Heck first discussed public lands and said Masto does not know anything about water rights or land use. Heck said the League of Conservation Voters, however, endorsed Masto. The league has been described as a liberal political advocacy organization to assist political candidates who support a pro-environment agenda. That prompted Heck to say his opponent is out of tune with rural Nevada, an area she hasn’t visited as much as Heck during the past two months.
Heck said Masto has no idea what people in the rural counties encounter such as being small-business owners or trying to obtain health care.
Heck, along with fellow Congressmen Mark Amodei and Cresent Hardy, recently introduced legislation for Nevadans not to receive an unfair tax under the Affordable Care Act. Large insurers are leaving the ACA exchanges, thus reducing coverage options.
Heck said residents of 10 counties — Esmeralda, Mineral, Humboldt, Pershing, Churchill, Lincoln, White Pine, Eureka, Lander and Elko — will have only one insurance carrier from which to choose.
“It’s only one plan, and there’s no choice,” he said.
Heck reiterated several times the race for Harry Reid’s senate seat will be won in the rural counties. Reid, though, has touted Masto as his handpicked successor for his Senate seat.
“No Harry. It’s not your Senate seat. It’s the seat of the people of Nevada,” Heck said. “For the first time in 20 years, we’ll actually have someone who will represent them (the voters).”
Heck said he won’t win the race unless voters in the rural counties support him. He then asked for questions, and the first two centered on him withdrawing support for the Republican nominee for the presidency, Donald Trump.

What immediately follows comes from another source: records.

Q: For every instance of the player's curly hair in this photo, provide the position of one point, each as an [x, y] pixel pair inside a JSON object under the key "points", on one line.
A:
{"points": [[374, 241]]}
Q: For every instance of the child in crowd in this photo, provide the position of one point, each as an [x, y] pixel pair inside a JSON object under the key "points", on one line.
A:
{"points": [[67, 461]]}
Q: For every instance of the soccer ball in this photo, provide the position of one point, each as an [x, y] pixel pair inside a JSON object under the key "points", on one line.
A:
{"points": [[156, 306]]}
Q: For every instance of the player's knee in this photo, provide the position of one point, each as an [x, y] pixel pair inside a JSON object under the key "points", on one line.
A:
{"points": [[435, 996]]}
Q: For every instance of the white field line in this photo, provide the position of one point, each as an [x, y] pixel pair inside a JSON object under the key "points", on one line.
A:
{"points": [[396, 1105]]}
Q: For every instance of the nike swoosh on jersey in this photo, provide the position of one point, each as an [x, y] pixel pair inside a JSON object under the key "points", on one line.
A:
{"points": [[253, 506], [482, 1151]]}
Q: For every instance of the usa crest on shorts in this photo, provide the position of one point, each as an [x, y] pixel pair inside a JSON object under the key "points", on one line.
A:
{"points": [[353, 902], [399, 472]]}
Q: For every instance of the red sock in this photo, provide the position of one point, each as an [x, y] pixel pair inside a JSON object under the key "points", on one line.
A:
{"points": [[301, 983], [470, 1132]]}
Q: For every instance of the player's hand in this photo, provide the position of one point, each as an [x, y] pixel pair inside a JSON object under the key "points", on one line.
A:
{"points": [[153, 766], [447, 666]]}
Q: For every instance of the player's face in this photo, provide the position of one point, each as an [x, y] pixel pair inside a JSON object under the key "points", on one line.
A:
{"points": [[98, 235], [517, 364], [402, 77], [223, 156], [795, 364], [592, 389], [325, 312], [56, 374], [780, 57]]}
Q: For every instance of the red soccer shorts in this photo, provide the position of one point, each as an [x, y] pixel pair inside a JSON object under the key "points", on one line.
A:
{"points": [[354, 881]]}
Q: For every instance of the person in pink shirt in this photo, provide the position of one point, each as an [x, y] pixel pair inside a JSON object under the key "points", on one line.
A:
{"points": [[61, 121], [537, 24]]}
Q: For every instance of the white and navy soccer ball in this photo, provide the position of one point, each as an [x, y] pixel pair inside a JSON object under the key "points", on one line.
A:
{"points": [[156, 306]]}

Robert Johnson of Fallon questioned Heck why he’s not supporting the people’s choice for president, a decision Heck made after a leaked 2005 interview of Trump’s remarks on groping women came out.
“I didn’t engage in the presidential selection process,” Heck said. “I wanted to see who the nominee was, and I did support Trump.”
Heck said his decision has nothing to do with politics but as a personal viewpoint from an emergency room physician who has seen women as the victims of assault.
“I am not voting for Hillary Clinton,” he stressed.
Heck assured the standing-room only crowd that he will still support Trump as his president if both men are elected to office in order for them to accomplish things for the country and Nevada.
“I have to be at peace with myself based on my personal experiences,” Heck said, adding he has lost more votes by doing this.
“You have not lost mine,” Johnson quickly shot back.
Navy veteran David Warren of Fallon wondered if Heck would ignore his constituents because of his Trump decision.
“Of course not,” Heck said. “Look at my six years in Congress.”
Heck said he represented his district well and listened to his constituents just like he did when he served in the Nevada Legislature.
The Army Reserve brigadier general said he has spent more than 26 years in the military and lives by the military Code of Conduct.
“I got to put my head on my pillow and sleep. I live up to a Code of Honor and set an example to my kids,” Heck said
Warren said he does not want Heck’s opponent in the Senate. Attendees said both Trump and Heck must be leaders in the Republican Party. Others in the audience including veterans and their spouses or families shook their heads in agreement.
“We need him (Trump) to support the Supreme Court (with nominees) as we need you in the Senate so you guys can confirm,” said another veteran. “You are a damn great guy — a warrior first, doctor second and congressman third. We need you to show us you’ll be a fighter for us. We want you there, we want you to be in that seat.”